Looking back, I feel extremely foolish about myself. That I talked to you so much about myself and never about you. You knew my soul and I din’t even know your favorite color. You were my rock and I was your burden.
There are one million ways to start a conversation with you now, but I won’t. I do deeply miss you at times. But I will not tell that to you, because you will hate it. I will hate it myself. We are the stiff-upper-lip people. I would like to tell you, though, that all that time you were with me hasn’t gone in vain. You did manage to rub some of yourself on me. Looks like I did gather some of your poise and equanimity after all.
If you come to discover how much I have grown since you last knew me, you will think of me somewhat well. (I guess,) You might even remotely, vaguely admire me. As a Friend? Lover? Brother? No Clue. May be years down, I will know you for who you really were.
To (Mrs.) A,
They say you were born again when you gave birth to me. You told me that I troubled you there too, for many painful hours I simply refused to be born. Even though it has been almost 23 years now that I was finally born, I don’t think either of us has cut the placenta that binds you to me and me to you.
During all those turbulent teenage years when I fought with you on a daily basis, I was convinced that you wouldn’t understand me. Ever. I always believed that we were a different generation and we would be different people.
But now, I have discovered a trend.
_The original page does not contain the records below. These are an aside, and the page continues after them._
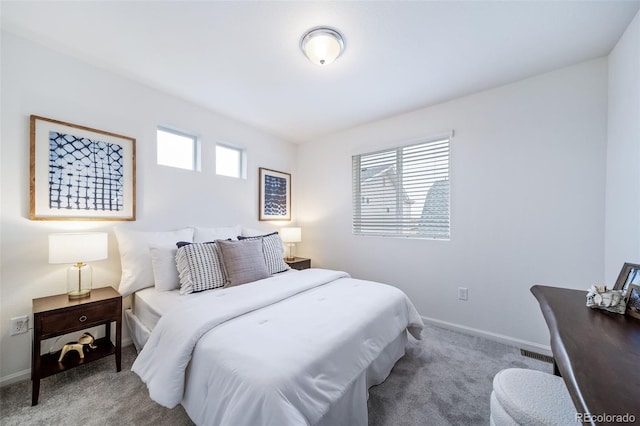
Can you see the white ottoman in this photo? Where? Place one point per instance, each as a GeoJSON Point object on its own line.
{"type": "Point", "coordinates": [530, 397]}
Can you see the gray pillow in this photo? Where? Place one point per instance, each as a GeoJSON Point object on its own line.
{"type": "Point", "coordinates": [243, 261]}
{"type": "Point", "coordinates": [272, 250]}
{"type": "Point", "coordinates": [199, 267]}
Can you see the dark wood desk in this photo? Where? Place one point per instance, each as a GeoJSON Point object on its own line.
{"type": "Point", "coordinates": [596, 352]}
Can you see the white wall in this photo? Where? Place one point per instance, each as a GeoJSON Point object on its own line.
{"type": "Point", "coordinates": [39, 81]}
{"type": "Point", "coordinates": [527, 202]}
{"type": "Point", "coordinates": [622, 242]}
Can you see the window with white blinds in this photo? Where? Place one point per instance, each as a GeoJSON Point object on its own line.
{"type": "Point", "coordinates": [404, 191]}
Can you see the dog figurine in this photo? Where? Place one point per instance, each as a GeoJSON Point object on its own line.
{"type": "Point", "coordinates": [86, 339]}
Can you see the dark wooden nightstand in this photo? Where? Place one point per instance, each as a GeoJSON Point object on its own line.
{"type": "Point", "coordinates": [57, 315]}
{"type": "Point", "coordinates": [299, 263]}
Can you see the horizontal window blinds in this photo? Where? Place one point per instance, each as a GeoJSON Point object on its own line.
{"type": "Point", "coordinates": [404, 191]}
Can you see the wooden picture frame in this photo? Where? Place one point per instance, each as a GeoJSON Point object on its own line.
{"type": "Point", "coordinates": [629, 274]}
{"type": "Point", "coordinates": [632, 299]}
{"type": "Point", "coordinates": [80, 173]}
{"type": "Point", "coordinates": [275, 195]}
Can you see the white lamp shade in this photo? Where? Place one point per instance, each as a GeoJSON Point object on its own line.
{"type": "Point", "coordinates": [291, 235]}
{"type": "Point", "coordinates": [322, 45]}
{"type": "Point", "coordinates": [78, 247]}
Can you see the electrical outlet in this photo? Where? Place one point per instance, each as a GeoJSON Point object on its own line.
{"type": "Point", "coordinates": [19, 325]}
{"type": "Point", "coordinates": [463, 293]}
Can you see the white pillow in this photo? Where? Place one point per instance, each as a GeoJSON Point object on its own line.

A pattern, if you prefer that word. I see that I am growing into someone pretty much like you. Similar tastes, similar wants and similar troubles. I am also tempted to conclude that I might pick a husband just like the one you picked. I think my daughter will need me and escape me at the same time - the way I do you.
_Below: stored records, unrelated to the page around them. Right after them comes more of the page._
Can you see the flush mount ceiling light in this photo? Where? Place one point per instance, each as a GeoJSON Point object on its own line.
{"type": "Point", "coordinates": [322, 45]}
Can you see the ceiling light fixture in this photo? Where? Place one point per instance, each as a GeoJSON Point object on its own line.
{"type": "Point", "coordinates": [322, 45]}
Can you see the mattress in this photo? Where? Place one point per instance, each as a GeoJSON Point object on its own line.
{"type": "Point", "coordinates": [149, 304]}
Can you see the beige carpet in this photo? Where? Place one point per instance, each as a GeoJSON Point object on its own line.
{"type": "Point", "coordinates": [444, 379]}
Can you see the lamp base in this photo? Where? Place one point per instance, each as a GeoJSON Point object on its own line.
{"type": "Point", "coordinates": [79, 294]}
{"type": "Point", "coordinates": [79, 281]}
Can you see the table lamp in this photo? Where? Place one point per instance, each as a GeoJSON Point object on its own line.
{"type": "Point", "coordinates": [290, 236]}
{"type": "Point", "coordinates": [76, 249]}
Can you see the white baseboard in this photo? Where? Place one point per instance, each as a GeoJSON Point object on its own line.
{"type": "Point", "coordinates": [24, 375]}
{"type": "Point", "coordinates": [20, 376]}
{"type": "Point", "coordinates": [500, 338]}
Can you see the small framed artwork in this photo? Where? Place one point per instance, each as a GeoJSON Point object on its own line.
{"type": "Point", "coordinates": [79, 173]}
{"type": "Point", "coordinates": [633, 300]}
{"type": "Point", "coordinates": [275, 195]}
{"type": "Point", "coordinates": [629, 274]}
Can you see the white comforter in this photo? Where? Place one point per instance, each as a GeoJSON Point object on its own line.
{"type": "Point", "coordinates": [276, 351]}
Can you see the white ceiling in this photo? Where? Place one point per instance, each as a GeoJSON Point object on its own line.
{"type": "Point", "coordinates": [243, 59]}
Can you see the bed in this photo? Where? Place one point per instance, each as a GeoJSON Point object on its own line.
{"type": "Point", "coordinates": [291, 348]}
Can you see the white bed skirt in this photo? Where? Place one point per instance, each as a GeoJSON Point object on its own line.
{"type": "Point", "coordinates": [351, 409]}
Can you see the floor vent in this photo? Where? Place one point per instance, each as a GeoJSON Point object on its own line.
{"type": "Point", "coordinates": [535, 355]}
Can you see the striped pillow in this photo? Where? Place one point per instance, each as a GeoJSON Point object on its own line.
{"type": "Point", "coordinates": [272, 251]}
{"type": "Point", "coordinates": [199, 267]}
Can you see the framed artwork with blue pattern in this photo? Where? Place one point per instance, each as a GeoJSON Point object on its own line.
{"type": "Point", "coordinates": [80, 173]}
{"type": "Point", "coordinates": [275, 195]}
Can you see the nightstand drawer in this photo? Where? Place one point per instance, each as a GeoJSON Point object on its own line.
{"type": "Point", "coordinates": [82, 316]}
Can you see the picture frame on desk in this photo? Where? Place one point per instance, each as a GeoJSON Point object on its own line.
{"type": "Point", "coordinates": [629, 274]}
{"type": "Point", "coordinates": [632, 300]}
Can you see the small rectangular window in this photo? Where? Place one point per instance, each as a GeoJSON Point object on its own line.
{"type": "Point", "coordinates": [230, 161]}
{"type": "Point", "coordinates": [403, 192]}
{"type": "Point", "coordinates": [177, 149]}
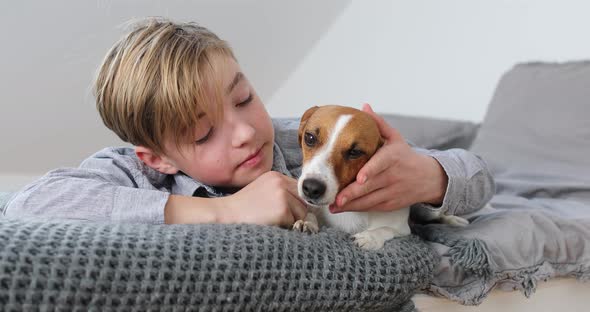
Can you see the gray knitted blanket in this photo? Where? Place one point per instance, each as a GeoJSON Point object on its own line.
{"type": "Point", "coordinates": [89, 266]}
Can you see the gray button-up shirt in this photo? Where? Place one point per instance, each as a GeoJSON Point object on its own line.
{"type": "Point", "coordinates": [114, 185]}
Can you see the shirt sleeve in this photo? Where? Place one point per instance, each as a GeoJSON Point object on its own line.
{"type": "Point", "coordinates": [470, 184]}
{"type": "Point", "coordinates": [108, 186]}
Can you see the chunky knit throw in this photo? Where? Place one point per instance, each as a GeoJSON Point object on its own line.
{"type": "Point", "coordinates": [92, 266]}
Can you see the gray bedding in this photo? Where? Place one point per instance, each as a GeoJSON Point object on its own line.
{"type": "Point", "coordinates": [536, 139]}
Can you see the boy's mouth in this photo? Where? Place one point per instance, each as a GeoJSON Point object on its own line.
{"type": "Point", "coordinates": [253, 159]}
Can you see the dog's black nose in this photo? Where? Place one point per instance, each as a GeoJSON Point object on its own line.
{"type": "Point", "coordinates": [313, 188]}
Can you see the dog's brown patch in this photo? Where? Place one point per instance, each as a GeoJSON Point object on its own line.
{"type": "Point", "coordinates": [360, 133]}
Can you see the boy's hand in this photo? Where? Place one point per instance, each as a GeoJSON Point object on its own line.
{"type": "Point", "coordinates": [271, 199]}
{"type": "Point", "coordinates": [395, 177]}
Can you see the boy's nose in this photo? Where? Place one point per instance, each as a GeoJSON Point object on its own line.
{"type": "Point", "coordinates": [243, 133]}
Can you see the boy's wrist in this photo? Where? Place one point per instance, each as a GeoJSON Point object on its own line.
{"type": "Point", "coordinates": [193, 210]}
{"type": "Point", "coordinates": [222, 210]}
{"type": "Point", "coordinates": [439, 180]}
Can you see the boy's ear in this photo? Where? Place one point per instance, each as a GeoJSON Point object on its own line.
{"type": "Point", "coordinates": [303, 121]}
{"type": "Point", "coordinates": [155, 161]}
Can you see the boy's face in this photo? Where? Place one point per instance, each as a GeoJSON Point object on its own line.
{"type": "Point", "coordinates": [237, 149]}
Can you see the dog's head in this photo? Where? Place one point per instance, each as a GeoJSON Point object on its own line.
{"type": "Point", "coordinates": [336, 142]}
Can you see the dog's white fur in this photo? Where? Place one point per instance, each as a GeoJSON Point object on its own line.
{"type": "Point", "coordinates": [370, 230]}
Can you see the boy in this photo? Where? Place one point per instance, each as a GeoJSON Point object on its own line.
{"type": "Point", "coordinates": [205, 149]}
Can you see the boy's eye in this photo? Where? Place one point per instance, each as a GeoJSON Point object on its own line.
{"type": "Point", "coordinates": [309, 139]}
{"type": "Point", "coordinates": [205, 138]}
{"type": "Point", "coordinates": [246, 101]}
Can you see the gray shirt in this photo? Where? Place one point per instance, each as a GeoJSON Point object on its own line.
{"type": "Point", "coordinates": [113, 185]}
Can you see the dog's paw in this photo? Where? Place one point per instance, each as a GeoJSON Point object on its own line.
{"type": "Point", "coordinates": [454, 220]}
{"type": "Point", "coordinates": [305, 227]}
{"type": "Point", "coordinates": [369, 240]}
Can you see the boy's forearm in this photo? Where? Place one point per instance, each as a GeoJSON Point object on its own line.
{"type": "Point", "coordinates": [470, 184]}
{"type": "Point", "coordinates": [192, 210]}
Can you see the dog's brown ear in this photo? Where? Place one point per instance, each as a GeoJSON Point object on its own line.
{"type": "Point", "coordinates": [303, 121]}
{"type": "Point", "coordinates": [381, 142]}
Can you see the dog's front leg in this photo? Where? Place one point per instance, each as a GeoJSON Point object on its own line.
{"type": "Point", "coordinates": [382, 227]}
{"type": "Point", "coordinates": [308, 225]}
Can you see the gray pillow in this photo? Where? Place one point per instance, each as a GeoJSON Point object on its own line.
{"type": "Point", "coordinates": [536, 133]}
{"type": "Point", "coordinates": [4, 196]}
{"type": "Point", "coordinates": [536, 140]}
{"type": "Point", "coordinates": [433, 133]}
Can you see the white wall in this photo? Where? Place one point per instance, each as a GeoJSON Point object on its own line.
{"type": "Point", "coordinates": [435, 58]}
{"type": "Point", "coordinates": [431, 58]}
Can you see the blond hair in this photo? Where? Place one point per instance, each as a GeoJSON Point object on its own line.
{"type": "Point", "coordinates": [154, 82]}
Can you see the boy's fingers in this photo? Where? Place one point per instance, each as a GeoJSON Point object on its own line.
{"type": "Point", "coordinates": [367, 202]}
{"type": "Point", "coordinates": [298, 209]}
{"type": "Point", "coordinates": [376, 165]}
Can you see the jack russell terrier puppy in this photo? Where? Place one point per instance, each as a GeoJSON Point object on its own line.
{"type": "Point", "coordinates": [336, 142]}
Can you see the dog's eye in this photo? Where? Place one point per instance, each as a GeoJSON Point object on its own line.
{"type": "Point", "coordinates": [354, 153]}
{"type": "Point", "coordinates": [310, 139]}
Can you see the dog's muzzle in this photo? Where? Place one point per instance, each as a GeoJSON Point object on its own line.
{"type": "Point", "coordinates": [313, 188]}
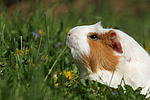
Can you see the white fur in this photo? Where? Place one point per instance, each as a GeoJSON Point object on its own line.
{"type": "Point", "coordinates": [134, 64]}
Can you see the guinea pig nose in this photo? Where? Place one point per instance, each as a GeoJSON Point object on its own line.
{"type": "Point", "coordinates": [69, 34]}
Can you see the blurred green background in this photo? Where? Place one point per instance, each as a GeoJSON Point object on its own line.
{"type": "Point", "coordinates": [34, 63]}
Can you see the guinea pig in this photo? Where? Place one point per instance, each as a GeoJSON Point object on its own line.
{"type": "Point", "coordinates": [108, 55]}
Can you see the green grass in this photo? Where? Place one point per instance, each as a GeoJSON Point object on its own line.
{"type": "Point", "coordinates": [29, 75]}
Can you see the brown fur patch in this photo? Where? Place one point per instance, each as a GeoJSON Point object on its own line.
{"type": "Point", "coordinates": [101, 54]}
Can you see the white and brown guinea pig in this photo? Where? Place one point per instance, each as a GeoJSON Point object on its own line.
{"type": "Point", "coordinates": [107, 55]}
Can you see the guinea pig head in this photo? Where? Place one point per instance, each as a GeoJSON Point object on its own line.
{"type": "Point", "coordinates": [93, 48]}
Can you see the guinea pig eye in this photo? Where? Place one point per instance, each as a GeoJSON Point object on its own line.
{"type": "Point", "coordinates": [93, 36]}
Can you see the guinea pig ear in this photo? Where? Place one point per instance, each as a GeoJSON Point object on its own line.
{"type": "Point", "coordinates": [115, 44]}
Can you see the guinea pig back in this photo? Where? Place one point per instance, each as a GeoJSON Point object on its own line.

Your life has been drastically different from mine. You roamed woods, villages and fields and ate Brahmin food and studied in scholarships, won academic ranks and married simple. I explored my city and was fed more than I could eat and provided before I demanded anything and will probably marry grand. You are likely to be happy that your daughter is more lucky, educated and liberated than you ever were.
But you are wrong there, mother. Me, my mother, my grand mother, her mother – all of us, we are women. We will never escape the fate that was written for us millions of years before we were born. A co-ed school doesn’t twist the fate. A Gucci bag doesn’t matter. Me using P & G's Whisper Ultra where my grandma used a cotton cloth doesn’t change a thing. We are all bound by our gender. A gender that gives us our unique physical and mental pains. Across the millennia, we have borne it. We have loved our men, in spite of hating them.
I am terrified when you speak of your mother in past tense. I cannot imagine living with the memory of a mother and not a real one. So, I don’t think of a future. I only look forward to being touched by your hands that have been roughed by washing dishes in spite of all of us demanding you hire a maid.
You see, you don’t hug me and touch me the way many other mothers do to their daughters. But when you do, it melts my immature soul.
My question, dear reader, is, what is the whole point?